Etty’s process starts with the overlooked: scraps of sketches, ink-stained paper, fragments of daily photographs—recycled, torn, stacked, manipulated—materials usually destined for the trash and deemed incompatible. Through a process of layering and deconstruction, remnants are coaxed into three-dimensional forms. This practice isn’t merely about assemblage; it’s a dialogue between the ephemeral and the enduring, a testament to the resilience found in the discarded.
By repurposing found and forsaken objects, Etty challenges the notion of disposability, transforming what was once transient into a narrative of persistence and adaptability. It’s a meditation on materiality, where each piece tells a story of renewal and the beauty inherent in impermanence.
sTo Len
Queens-based sTo Len is a cross-disciplinary artist whose work collaborates with nature to become a discourse on environmentalism and art activism.
Len's work has included collaborations with bodies of water, transforming public space into art studios, recycling waste into art materials, and hosting performances at Superfund sites. Len was the first artist in residence at AlexRenew Wastewater Treatment facility in Alexandria, VA and is a member of Works on Water, a group of artists and activists working with and about water in the face of climate change and environmental justice concerns. His work used contaminated creek water and wastewater to create provocative Suminagashi (floating ink) and Gyotaku (fish impression) artworks. In 2022, he was the Public Artist in Residence at the NYC Department of Sanitation through the PAIR program created by the NYC Department of Cultural Affairs (DCLA).
As the DSNY Public Artist in Residence, sTo used the historic yet unused print shop of the Central Repair Shop as his art studio. He reprinted long forgotten images as a part of his research into the visual language of sanitation, such as signs that communicate “Don’t Litter, No Dumping, Please Recycle,” etc. His book Sign Language focuses on these sanitation signs and prints. He also created the Office of In Visibility (OOIV) to publicly research and remix DSNY archival materials into his artwork. From film and video to silk-screen posters, interactive public projects and even a video game, sTo’s activations offer a reflection of New York’s sanitation history while highlighting the path that led the city to the environmental issues it faces today. He has also worked extensively with the original DSNY Artist in Residence, Mierle Ukeles, and done numerous artworks based on the now-closed Staten Island landfill, Fresh Kills.
Denise Treizman
Denise Treizman creates immersive installations and sculptural works by blending repurposed materials, handcrafted elements, and remnants of mass consumption. She accumulates and reuses objects without a fixed intention, exploring the seduction of disposable culture while questioning its excess.
Having lived in many densely populated cities over the years—Santiago, London, San Francisco, New York City, Haifa, and Miami—her practice has stemmed from and benefited from throwaway culture.

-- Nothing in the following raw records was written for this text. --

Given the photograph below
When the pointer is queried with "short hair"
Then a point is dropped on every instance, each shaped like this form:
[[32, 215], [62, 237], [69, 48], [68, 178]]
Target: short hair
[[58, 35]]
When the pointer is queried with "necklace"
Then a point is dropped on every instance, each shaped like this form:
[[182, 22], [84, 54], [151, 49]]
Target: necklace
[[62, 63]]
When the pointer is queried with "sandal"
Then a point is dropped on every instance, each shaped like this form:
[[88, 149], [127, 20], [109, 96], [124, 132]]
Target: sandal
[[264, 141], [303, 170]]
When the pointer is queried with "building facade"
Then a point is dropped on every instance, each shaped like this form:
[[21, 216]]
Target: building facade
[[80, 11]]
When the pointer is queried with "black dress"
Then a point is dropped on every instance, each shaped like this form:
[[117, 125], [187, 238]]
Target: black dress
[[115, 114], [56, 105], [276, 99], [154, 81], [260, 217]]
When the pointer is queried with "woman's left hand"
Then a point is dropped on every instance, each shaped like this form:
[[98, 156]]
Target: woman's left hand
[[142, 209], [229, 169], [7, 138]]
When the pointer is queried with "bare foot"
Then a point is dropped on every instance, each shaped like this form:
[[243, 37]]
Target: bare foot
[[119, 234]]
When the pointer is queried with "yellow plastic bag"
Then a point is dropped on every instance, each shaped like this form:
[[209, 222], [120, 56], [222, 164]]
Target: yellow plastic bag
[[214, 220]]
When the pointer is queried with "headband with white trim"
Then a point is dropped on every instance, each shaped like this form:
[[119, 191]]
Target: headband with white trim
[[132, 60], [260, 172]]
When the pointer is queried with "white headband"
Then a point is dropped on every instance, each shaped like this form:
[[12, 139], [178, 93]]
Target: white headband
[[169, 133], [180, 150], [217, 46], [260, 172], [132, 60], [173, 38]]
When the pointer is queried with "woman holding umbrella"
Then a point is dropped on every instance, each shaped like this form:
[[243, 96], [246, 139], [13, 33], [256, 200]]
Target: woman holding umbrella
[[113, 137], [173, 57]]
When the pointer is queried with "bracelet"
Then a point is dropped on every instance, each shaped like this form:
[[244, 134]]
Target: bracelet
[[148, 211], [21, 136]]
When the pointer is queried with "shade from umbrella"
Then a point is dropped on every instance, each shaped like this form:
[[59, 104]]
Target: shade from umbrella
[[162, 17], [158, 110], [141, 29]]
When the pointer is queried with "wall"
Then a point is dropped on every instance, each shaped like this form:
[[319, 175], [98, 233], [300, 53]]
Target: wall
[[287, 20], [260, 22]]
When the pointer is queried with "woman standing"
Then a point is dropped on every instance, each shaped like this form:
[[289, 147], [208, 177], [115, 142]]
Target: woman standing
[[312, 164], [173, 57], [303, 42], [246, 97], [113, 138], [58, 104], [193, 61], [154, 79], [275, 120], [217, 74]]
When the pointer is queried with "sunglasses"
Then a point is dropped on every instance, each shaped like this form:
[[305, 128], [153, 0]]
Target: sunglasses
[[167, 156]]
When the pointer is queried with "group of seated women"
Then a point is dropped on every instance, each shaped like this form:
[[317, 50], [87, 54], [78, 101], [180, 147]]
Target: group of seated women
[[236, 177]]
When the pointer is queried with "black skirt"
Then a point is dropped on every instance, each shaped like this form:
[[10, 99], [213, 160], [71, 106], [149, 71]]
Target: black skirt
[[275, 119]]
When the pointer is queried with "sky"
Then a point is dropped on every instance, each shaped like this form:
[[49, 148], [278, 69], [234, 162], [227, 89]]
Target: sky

Born in Chile, as a child visiting America, Denise would bring home lots of “bright tape and hot pink flamingo t-shirts.”
Treizman’s work reflects both a pull towards consumer aesthetics and a deeper inquiry into their transient nature.
As an adult, her childhood fascination with brightly colored yet disposable objects translated to reclaiming objects from New York City sidewalks. As an MFA candidate at the School of Visual Arts in NYC and a Studio Member of the The Elizabeth Foundation for the Arts in Midtown Manhattan, her work began to include found objects from NYC streets like Sabrett hot dog cart umbrellas, yellow taxi bumpers, old tires, and more.
And in further relevance to Sanitation and clean streets initiatives, Denise’s Street Interventions Series makes temporary art pieces using the disposable items left behind on the curb.